We, as a species have nurtured a mutually beneficial relationship with dogs for millennia. They’ve been our constant companions as we have grown and evolved in our notions of society, politics, science, art, and technology. They’re referenced time and again in the histories of cultures separated by thousands of miles. They’ve helped us to hunt, helped us to maintain our land, helped us to raise our livestock and (perhaps more importantly) been true and loyal friends who have given us companionship and love when we need them. Yet, it seems that many dog owners lack an understanding of the mentality and physiology of their four-legged friends. They treat them as children or little people with the same set of instincts as us and then get perturbed when their actions don’t conform to our expectations.
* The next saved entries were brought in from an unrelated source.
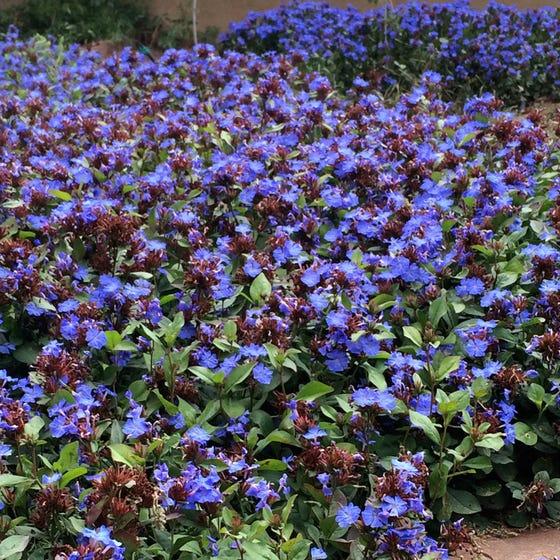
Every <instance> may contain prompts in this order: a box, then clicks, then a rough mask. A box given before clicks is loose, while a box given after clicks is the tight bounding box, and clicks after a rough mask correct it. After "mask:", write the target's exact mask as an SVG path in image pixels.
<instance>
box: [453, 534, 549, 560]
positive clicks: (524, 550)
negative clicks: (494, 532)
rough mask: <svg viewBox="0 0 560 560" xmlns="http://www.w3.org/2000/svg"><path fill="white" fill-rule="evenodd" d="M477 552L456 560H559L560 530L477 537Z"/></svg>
mask: <svg viewBox="0 0 560 560" xmlns="http://www.w3.org/2000/svg"><path fill="white" fill-rule="evenodd" d="M475 542H476V544H477V547H478V548H479V552H475V553H471V554H457V555H456V556H455V557H454V558H455V559H456V560H560V529H545V528H543V529H535V530H529V531H524V532H521V533H519V534H517V535H514V536H509V537H508V536H503V537H477V538H476V539H475Z"/></svg>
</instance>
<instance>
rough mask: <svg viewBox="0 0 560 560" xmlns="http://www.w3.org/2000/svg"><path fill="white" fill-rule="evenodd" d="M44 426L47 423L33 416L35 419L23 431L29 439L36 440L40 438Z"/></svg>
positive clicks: (23, 429) (43, 420) (38, 417)
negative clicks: (40, 433) (23, 431)
mask: <svg viewBox="0 0 560 560" xmlns="http://www.w3.org/2000/svg"><path fill="white" fill-rule="evenodd" d="M44 425H45V421H44V420H43V419H42V418H41V417H40V416H33V418H31V420H29V422H27V424H25V426H24V428H23V430H24V432H25V435H26V436H27V437H28V438H30V439H32V440H36V439H38V438H39V433H40V432H41V429H42V428H43V426H44Z"/></svg>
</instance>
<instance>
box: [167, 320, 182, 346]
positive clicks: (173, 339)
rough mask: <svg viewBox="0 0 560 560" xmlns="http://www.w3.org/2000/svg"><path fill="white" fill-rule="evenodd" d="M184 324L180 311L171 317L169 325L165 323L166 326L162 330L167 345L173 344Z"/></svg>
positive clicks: (172, 344) (170, 345) (173, 344)
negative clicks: (173, 315)
mask: <svg viewBox="0 0 560 560" xmlns="http://www.w3.org/2000/svg"><path fill="white" fill-rule="evenodd" d="M184 325H185V316H184V315H183V313H182V312H179V313H176V314H175V317H173V321H172V322H171V323H170V324H169V325H167V327H165V329H164V331H163V332H164V338H165V344H167V346H168V347H171V346H173V345H174V344H175V341H176V340H177V337H178V336H179V333H180V332H181V329H182V328H183V326H184Z"/></svg>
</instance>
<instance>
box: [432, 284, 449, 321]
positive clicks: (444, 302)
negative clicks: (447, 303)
mask: <svg viewBox="0 0 560 560" xmlns="http://www.w3.org/2000/svg"><path fill="white" fill-rule="evenodd" d="M448 310H449V307H448V306H447V296H446V295H445V292H444V293H442V294H441V295H440V296H439V297H438V298H437V299H435V300H434V301H432V303H431V304H430V309H429V311H428V318H429V319H430V323H431V324H432V326H433V327H434V328H437V326H438V325H439V322H440V321H441V319H443V317H445V316H446V315H447V312H448Z"/></svg>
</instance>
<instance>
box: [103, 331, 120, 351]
mask: <svg viewBox="0 0 560 560" xmlns="http://www.w3.org/2000/svg"><path fill="white" fill-rule="evenodd" d="M105 338H106V339H107V342H106V346H107V348H108V349H109V350H110V351H111V352H113V351H114V350H115V348H116V346H117V344H119V342H120V341H121V340H122V336H121V335H120V334H119V333H118V332H117V331H105Z"/></svg>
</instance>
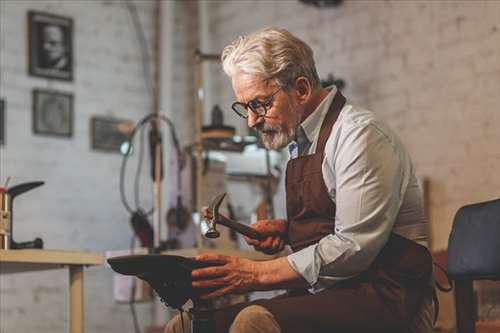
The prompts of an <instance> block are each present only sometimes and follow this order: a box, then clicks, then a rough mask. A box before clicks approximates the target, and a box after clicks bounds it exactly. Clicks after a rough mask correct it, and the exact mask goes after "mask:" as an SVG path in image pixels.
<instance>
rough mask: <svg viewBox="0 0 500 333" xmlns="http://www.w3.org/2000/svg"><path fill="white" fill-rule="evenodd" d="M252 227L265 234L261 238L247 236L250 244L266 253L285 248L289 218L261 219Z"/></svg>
mask: <svg viewBox="0 0 500 333" xmlns="http://www.w3.org/2000/svg"><path fill="white" fill-rule="evenodd" d="M251 227H252V228H254V229H255V230H257V231H258V232H259V233H261V234H262V235H264V238H263V239H261V240H258V239H253V238H249V237H245V240H246V242H247V243H248V245H252V246H253V247H254V249H255V250H257V251H261V252H263V253H265V254H275V253H278V252H280V251H281V250H283V248H284V247H285V244H286V239H287V237H286V236H287V229H288V221H287V220H282V219H279V220H260V221H257V222H256V223H254V224H252V225H251Z"/></svg>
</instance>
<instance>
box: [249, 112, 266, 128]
mask: <svg viewBox="0 0 500 333" xmlns="http://www.w3.org/2000/svg"><path fill="white" fill-rule="evenodd" d="M262 122H264V117H261V116H258V115H256V114H255V113H254V112H249V113H248V119H247V124H248V127H250V128H254V127H255V126H257V124H260V123H262Z"/></svg>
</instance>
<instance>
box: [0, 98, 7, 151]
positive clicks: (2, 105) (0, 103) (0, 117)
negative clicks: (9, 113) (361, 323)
mask: <svg viewBox="0 0 500 333" xmlns="http://www.w3.org/2000/svg"><path fill="white" fill-rule="evenodd" d="M5 127H6V126H5V100H4V99H0V145H4V144H5Z"/></svg>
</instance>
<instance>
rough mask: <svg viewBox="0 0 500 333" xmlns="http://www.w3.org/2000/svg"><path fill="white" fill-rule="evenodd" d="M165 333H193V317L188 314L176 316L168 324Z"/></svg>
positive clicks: (183, 313)
mask: <svg viewBox="0 0 500 333" xmlns="http://www.w3.org/2000/svg"><path fill="white" fill-rule="evenodd" d="M163 333H191V317H190V316H189V314H187V313H183V314H182V316H181V315H180V314H177V315H175V316H174V318H172V319H170V321H169V322H168V323H167V326H165V330H164V331H163Z"/></svg>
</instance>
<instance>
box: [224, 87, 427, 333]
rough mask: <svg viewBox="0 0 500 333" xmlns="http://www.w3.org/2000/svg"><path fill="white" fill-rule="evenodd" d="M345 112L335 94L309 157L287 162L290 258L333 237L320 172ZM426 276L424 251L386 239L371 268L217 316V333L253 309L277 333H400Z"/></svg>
mask: <svg viewBox="0 0 500 333" xmlns="http://www.w3.org/2000/svg"><path fill="white" fill-rule="evenodd" d="M344 104H345V97H344V96H342V94H341V93H340V92H337V94H336V95H335V97H334V100H333V102H332V104H331V106H330V108H329V110H328V113H327V115H326V116H325V119H324V121H323V124H322V126H321V130H320V133H319V138H318V143H317V147H316V153H315V154H312V155H307V156H302V157H298V158H296V159H292V160H290V161H289V162H288V165H287V172H286V194H287V214H288V221H289V227H288V238H289V241H290V245H291V247H292V249H293V251H299V250H301V249H303V248H305V247H307V246H309V245H311V244H314V243H317V242H318V241H319V240H320V239H321V238H323V237H325V236H327V235H329V234H333V233H335V208H336V207H335V203H334V202H333V201H332V200H331V199H330V196H329V194H328V191H327V187H326V185H325V183H324V180H323V174H322V171H321V170H322V162H323V158H324V148H325V145H326V142H327V140H328V138H329V136H330V134H331V130H332V127H333V124H334V123H335V121H336V120H337V117H338V115H339V113H340V110H341V109H342V107H343V106H344ZM431 272H432V261H431V256H430V254H429V252H428V251H427V249H426V248H425V247H423V246H421V245H418V244H417V243H415V242H413V241H410V240H408V239H405V238H403V237H401V236H398V235H396V234H394V233H392V234H391V236H390V237H389V240H388V242H387V243H386V245H385V247H384V248H383V249H382V251H381V252H380V253H379V255H378V256H377V258H376V259H375V261H374V262H373V263H372V265H371V266H370V267H369V268H368V269H367V270H366V271H365V272H363V273H361V274H359V275H358V276H356V277H355V278H352V279H349V280H346V281H342V282H340V283H338V284H336V285H335V286H334V287H332V288H330V289H327V290H324V291H322V292H320V293H318V294H314V295H313V294H310V293H309V292H308V291H307V290H294V291H291V292H289V293H287V294H285V295H282V296H279V297H276V298H274V299H270V300H259V301H256V302H252V303H244V304H238V305H236V306H232V307H229V308H226V309H223V310H222V311H217V312H218V314H217V315H216V320H217V323H216V325H217V332H227V330H228V328H229V326H230V324H231V322H232V319H234V317H235V316H236V314H237V313H238V312H239V311H240V310H241V309H243V308H244V307H246V306H248V305H249V304H258V305H262V306H264V307H265V308H267V309H268V310H269V311H270V312H271V313H272V314H273V315H274V317H275V319H276V321H277V322H278V324H279V325H280V327H281V329H282V332H283V333H299V332H302V333H306V332H307V333H337V332H339V333H346V332H371V333H375V332H381V333H382V332H383V333H388V332H397V333H402V332H405V331H406V330H407V328H408V326H409V324H410V322H411V320H412V318H413V317H414V315H415V313H416V311H417V309H418V306H419V305H420V303H421V301H422V299H423V297H424V295H426V294H427V293H428V292H429V279H430V275H431Z"/></svg>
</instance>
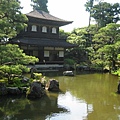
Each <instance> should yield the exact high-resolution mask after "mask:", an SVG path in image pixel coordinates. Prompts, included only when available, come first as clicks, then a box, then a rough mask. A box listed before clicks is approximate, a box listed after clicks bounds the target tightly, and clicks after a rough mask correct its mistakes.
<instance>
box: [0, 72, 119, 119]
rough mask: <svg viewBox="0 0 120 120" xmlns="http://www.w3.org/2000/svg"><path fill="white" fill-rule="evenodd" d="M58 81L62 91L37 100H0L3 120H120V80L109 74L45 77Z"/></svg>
mask: <svg viewBox="0 0 120 120" xmlns="http://www.w3.org/2000/svg"><path fill="white" fill-rule="evenodd" d="M45 76H46V77H47V79H51V78H54V79H56V80H58V81H59V85H60V90H61V91H60V92H59V93H54V92H48V91H46V94H47V95H46V96H44V97H42V98H41V99H37V100H28V99H27V98H25V96H16V97H15V96H8V97H0V120H120V95H118V94H116V91H117V85H118V77H116V76H113V75H110V74H108V73H106V74H102V73H79V74H77V75H76V76H74V77H69V76H63V75H62V74H61V73H60V74H58V73H49V74H47V73H46V74H45Z"/></svg>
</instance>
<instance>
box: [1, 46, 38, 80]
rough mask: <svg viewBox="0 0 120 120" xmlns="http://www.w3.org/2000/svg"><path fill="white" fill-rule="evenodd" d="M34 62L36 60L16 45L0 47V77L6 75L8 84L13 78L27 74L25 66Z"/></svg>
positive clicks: (28, 70) (34, 62)
mask: <svg viewBox="0 0 120 120" xmlns="http://www.w3.org/2000/svg"><path fill="white" fill-rule="evenodd" d="M35 62H38V58H36V57H33V56H28V55H26V54H25V53H23V50H21V49H20V48H19V47H18V45H11V44H7V45H0V75H2V74H3V75H6V77H7V78H8V82H10V81H11V80H12V79H13V78H14V77H15V76H21V75H23V73H24V72H29V68H27V67H26V66H25V65H28V64H30V63H32V64H35Z"/></svg>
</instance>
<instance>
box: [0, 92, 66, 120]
mask: <svg viewBox="0 0 120 120" xmlns="http://www.w3.org/2000/svg"><path fill="white" fill-rule="evenodd" d="M57 99H58V93H50V94H49V93H48V96H47V95H46V96H44V97H43V98H41V99H37V100H28V99H26V98H25V97H23V98H13V97H11V98H4V99H1V100H0V116H1V117H0V119H7V118H10V119H18V120H23V119H32V120H39V119H40V120H45V118H46V116H47V117H49V118H50V117H52V115H53V114H52V113H60V112H67V110H66V109H65V108H61V107H60V106H58V104H57Z"/></svg>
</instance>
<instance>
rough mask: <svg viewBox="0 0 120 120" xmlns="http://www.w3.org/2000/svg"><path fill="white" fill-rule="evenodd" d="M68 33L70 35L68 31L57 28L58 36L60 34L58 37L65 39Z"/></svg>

Remember, you’re sharing your home with a wolf!
While it’s perfectly understandable that we may want to keep our dogs indoors and spoil them occasionally we still must respect the fact that our fluffy friend is, by nature, a sophisticated pack hunter and scavenger and while their predatory instincts may have been muted by generations of selective breeding and domestication they still have needs that simply don’t align with the sedentary lifestyle that most humans adopt today. Thus, it’s understandable that many dog owners worry about whether their dog is getting the right amount or quality of exercise.
So, how much exercise does your dog need?
Common sense dictates that a dog’s age, breed, size, and general health are all contributing factors in determining how much exercise your canine companion needs, although you may be surprised at just how much walking time your dog may need to burn away all that pent-up energy stored inside. Thus, if you’re only managing to give your dog around 20 minutes of exercise a day this more than likely isn’t enough and you may need the services of professional dog walkers in your area. Below you’ll find a rough guide to daily exercise time allotment.
Some larger and more athletically inclined breeds may need as much as 2 hours plus of exercise a day. These include; Rottweilers, Springer Spaniels, Labrador Retrievers, German Shepherds, Boxers, Border Collies and Dalmatians. Even smaller “working” dogs like Staffordshire Bull terriers will require around 90-120 minutes of exercise a day.
Most medium sized dogs like greyhounds, basset hounds, and larger terriers require around an hour a day of walkies while 40-60 minutes should cut it for most medium-sized breeds from Cocker Spaniels to Shetland Sheepdogs. Even small and delicate breeds like Yorkshire Terriers and Dachshunds require around 40 minutes of exercise a day. It’s only the tiniest of breeds like the Pug, the Shih Tzu and the Bichon Frise that can get by on 20 minutes of exercise a day.
A few handy hints
If you genuinely struggle to find the time to exercise your dog, consider treating them to some interactive feeding toys that will help them to burn a few calories while engaging them mentally as they work to earn their food. Try varying the pace, introducing 30-second intervals of sprinting or fast walking to give you both some cardiovascular exercise. Playing fetch is a time-honored classic but bring some toys with you rather than throwing sticks which can result in splinters in the mouth and tongue.